She is getting better, not at fetching but at playing and chewing. She will go check out what i toss and mouth it a little. I've praising her and letting her know that's what i want. She doesn't seem to have a real "drive" for anything but petting. I even bought one of those balls you put things in to see if the smell would help, peanut butter, ham, turkey, cheese. Nothing!!!! but give her a good rub and she's happy!!! But on the good side she is learning her obedience very well. A good consistant sit, a decent down, a 20-30 second stay and only one pee accident in a week. I'm very pleased.


----------



## MicheleMarie (Mar 29, 2011)

my rescue shep mix had no interest in toys but i wanted her to play fetch. then we went to the dog park (a good one) and she watched other dogs playing fetch-she picked it up in 2 days after that! 
i agree with starting small though...just roll it a few feet away and praise when they pay attention to it.

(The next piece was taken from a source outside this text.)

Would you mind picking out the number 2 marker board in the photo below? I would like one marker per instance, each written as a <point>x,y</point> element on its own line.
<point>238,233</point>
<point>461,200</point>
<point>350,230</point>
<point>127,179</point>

be careful...I CREATED A MONSTER!!!!
my dog will do WHATEVER it takes to get through, go around, jump over etc. to get to that ball. she's needed stitches a few times even trying to get the ball. almost to the point of obsessive....and she HATES every other toy accept the kong lol

my puppy has natural ball/toy drive...but we are working on tug at the moment


----------



## kr16 (Apr 30, 2011)

My dog never played with a ball, rock, stick or anything ever. Didnt swim in my pool. Never played hide and go seek. She also never destroyed the house which was a positive. The kids didnt like it, but she was a great sweet dog. She didnt even bark at the door. Lol she was quite unique for a Shep. My new pup im picking up tomorrow hopefully will be a little more playfull. Have a feeling this one is going to be the complete opposite.


----------



## Kobe12 (Mar 9, 2011)

I thought my GSD had low drive, but after reading this apparently not. He will fetch anything the further the better, but I'm pretty sure he doesn't have a high drive he just doesn't jump for anything. I think it looks cool when a dog jumps 3 in the air to catch a Frisbee. But jumping would be to much work when he knows its eventually gonna land. And he doesn't stop barking he's doing it rite now barking at absolutely. Nothing


----------



## vol38501 (May 5, 2011)

A little update......Bella is now playing more and actually did "fetch" a few times for me today! She also played a little tug with me also. I kept it all on her level and stopped before she got too disinterested. I was very pleased!! I think a lot of her problem was never having the oppurtunity to play as a young pup and the fact that the vet said she had a slight case of pano. After a couple of days of meds she is a completely different dog.......LOTS of energy and spunk!!


----------